All of these are relatively old.I expect that D and Java have the same
uncertainty.
That you use relatively old versions is meaningless because you haven't
specified the version. And suppose that the version baseline changes, and code
generated from prior versions are deprecated, or more insidious, the semantics
are altered. You've provided no guidance.

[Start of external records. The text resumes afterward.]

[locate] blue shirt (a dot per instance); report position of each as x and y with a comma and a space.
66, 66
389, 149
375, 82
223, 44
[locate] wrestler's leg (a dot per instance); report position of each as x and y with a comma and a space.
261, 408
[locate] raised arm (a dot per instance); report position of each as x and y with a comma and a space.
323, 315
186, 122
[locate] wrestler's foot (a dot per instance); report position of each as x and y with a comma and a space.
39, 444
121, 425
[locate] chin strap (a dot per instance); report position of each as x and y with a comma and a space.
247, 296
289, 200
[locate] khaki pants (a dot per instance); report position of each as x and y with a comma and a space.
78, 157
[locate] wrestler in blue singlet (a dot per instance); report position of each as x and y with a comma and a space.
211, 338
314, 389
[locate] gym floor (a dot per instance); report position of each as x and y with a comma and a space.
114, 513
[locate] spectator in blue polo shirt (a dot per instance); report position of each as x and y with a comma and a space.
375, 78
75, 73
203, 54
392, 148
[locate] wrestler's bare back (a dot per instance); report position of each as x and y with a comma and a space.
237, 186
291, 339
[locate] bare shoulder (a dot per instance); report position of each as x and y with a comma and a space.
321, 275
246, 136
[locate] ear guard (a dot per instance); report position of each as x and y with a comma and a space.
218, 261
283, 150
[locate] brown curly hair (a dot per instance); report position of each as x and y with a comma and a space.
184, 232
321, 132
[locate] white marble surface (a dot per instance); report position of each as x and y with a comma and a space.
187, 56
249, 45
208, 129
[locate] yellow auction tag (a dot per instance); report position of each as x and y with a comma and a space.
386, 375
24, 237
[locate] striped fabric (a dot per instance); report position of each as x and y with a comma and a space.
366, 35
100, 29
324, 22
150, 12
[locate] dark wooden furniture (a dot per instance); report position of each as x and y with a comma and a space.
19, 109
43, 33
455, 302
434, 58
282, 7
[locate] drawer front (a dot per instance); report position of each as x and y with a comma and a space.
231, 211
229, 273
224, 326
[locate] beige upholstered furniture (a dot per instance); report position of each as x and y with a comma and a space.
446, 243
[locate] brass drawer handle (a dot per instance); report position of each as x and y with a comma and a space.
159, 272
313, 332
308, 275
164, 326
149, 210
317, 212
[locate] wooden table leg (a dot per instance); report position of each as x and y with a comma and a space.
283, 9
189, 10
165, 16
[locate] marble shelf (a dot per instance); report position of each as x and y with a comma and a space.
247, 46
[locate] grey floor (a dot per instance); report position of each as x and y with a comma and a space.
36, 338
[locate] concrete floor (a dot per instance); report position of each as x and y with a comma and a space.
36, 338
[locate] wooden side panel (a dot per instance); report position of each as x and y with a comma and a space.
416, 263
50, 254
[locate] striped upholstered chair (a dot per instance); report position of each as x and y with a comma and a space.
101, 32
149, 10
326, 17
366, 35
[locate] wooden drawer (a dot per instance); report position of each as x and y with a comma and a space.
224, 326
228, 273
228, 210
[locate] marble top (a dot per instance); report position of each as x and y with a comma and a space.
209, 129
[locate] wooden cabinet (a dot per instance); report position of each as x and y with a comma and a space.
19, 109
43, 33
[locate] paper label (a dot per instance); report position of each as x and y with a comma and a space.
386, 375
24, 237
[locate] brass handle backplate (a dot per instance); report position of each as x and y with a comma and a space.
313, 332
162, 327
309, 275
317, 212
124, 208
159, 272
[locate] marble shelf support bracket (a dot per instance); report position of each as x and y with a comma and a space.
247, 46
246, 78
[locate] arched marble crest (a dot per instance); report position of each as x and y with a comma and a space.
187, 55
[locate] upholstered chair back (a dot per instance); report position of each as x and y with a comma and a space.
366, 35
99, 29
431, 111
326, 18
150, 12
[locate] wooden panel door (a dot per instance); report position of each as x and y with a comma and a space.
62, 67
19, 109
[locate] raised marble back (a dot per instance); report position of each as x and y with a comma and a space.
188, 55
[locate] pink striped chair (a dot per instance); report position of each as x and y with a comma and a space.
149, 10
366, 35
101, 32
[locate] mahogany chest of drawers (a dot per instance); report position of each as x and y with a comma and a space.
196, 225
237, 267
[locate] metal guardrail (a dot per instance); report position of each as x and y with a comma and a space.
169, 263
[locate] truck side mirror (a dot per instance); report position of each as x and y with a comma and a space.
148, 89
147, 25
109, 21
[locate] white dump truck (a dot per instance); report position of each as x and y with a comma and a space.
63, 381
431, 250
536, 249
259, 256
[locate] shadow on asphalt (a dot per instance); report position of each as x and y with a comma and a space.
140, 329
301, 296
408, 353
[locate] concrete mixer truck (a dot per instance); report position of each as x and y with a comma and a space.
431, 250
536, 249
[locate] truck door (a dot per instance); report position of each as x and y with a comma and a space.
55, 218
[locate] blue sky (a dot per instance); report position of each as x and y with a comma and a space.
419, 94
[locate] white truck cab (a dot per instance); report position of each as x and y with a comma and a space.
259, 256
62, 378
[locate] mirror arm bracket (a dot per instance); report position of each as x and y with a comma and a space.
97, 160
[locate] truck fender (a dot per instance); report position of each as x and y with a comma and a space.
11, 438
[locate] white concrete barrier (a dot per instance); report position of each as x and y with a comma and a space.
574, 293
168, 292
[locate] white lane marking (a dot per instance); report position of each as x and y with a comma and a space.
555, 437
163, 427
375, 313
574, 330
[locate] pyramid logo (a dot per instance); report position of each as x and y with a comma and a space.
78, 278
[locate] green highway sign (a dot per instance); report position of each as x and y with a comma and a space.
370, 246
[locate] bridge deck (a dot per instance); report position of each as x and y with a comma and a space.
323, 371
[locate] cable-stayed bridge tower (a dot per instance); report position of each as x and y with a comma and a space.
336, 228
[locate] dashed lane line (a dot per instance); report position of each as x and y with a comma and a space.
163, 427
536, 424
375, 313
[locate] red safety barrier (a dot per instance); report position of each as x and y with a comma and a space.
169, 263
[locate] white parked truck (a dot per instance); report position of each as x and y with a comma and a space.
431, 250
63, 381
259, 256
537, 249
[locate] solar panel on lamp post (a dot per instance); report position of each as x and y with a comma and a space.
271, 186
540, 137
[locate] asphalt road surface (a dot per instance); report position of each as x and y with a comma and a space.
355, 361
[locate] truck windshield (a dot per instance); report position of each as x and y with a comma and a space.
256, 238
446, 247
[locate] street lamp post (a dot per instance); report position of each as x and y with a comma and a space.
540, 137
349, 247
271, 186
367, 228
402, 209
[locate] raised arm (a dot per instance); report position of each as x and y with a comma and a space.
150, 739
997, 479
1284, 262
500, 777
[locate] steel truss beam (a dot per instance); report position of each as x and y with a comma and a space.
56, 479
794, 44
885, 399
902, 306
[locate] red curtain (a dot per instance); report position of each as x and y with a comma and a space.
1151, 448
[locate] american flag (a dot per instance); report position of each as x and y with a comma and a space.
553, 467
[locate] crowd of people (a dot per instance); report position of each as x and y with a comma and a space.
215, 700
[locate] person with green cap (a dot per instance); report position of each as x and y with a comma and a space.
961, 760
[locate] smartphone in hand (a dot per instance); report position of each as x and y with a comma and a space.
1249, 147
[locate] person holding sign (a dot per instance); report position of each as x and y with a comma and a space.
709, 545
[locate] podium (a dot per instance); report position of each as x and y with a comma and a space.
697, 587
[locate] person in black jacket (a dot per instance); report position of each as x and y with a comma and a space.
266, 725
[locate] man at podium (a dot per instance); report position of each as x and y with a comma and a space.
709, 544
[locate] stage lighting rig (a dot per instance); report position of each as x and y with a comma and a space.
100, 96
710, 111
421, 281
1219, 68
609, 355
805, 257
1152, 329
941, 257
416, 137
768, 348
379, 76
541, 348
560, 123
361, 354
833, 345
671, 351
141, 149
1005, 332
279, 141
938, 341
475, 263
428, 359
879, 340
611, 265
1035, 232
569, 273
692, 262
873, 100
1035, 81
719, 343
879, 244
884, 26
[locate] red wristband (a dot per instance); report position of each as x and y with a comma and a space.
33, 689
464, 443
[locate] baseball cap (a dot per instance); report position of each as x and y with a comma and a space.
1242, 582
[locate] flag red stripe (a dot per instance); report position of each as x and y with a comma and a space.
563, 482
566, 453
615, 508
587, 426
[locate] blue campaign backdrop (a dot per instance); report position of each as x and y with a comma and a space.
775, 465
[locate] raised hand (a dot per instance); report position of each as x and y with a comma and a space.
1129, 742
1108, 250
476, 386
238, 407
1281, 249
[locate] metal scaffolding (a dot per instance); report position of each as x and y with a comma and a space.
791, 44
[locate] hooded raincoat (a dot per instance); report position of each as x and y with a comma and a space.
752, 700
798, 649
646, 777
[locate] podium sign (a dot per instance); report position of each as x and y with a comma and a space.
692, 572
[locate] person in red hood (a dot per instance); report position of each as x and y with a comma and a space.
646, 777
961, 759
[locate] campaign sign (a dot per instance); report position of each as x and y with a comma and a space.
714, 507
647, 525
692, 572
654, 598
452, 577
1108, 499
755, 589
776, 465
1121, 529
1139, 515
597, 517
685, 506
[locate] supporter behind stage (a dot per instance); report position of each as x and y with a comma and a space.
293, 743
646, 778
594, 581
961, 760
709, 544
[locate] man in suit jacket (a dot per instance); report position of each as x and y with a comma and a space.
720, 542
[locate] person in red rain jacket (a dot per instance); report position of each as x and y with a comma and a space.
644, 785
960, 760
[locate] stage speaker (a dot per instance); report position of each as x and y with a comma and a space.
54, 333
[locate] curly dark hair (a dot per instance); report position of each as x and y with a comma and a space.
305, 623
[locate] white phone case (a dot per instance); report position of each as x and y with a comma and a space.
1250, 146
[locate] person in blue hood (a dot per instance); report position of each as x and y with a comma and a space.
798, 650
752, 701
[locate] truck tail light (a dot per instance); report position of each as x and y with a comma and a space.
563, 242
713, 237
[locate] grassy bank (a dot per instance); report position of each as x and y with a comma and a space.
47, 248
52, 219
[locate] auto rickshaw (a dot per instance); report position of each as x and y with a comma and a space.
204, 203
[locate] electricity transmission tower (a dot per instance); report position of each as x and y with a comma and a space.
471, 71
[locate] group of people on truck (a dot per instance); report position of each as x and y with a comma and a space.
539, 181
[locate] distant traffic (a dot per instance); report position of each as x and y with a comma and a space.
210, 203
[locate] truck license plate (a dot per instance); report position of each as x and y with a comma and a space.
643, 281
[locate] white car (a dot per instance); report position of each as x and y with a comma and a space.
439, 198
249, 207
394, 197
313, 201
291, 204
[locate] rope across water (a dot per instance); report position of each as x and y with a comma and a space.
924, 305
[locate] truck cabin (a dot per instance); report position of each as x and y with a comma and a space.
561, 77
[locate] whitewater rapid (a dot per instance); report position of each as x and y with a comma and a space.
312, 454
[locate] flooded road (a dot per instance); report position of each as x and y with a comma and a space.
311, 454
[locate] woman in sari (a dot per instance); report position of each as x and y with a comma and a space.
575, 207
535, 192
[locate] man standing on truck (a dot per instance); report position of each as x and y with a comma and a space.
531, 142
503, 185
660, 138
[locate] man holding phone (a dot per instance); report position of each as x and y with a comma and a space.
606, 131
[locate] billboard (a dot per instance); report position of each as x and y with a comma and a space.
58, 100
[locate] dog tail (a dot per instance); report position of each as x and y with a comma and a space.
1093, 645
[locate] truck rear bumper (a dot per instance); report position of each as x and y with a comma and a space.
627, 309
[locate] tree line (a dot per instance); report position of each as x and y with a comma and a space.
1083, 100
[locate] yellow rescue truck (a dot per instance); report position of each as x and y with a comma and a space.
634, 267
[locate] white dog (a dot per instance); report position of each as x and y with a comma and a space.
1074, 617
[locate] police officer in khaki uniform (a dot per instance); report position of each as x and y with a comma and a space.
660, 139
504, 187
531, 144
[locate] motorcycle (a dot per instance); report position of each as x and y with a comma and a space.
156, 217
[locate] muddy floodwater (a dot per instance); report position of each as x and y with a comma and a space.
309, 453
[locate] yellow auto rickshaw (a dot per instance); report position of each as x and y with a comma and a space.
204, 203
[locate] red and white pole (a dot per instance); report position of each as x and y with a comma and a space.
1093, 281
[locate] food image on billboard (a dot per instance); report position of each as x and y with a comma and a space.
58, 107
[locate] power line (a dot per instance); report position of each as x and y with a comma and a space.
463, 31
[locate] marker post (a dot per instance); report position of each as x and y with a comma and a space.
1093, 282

What are you exactly referring to here? I am not aware of any case where the
semantics are actually altered.
I do agree the skeletons should specific their language requirements, you are
absolutely right. But I dispute that changing the target language version
(e.g. KnR to C90) ever changed some semantics. It certainly broke builds for
people who were still using KnR C in 2012, but it did not alter semantics in
practice.
This is no more than a single line in the document and/or part of --help. It
tells your audience what compilers they can use and what language elements are
available. All with a single line.
No can do. That's something related to the skeletons. So I will complete
their documentation, yes.
Cheers!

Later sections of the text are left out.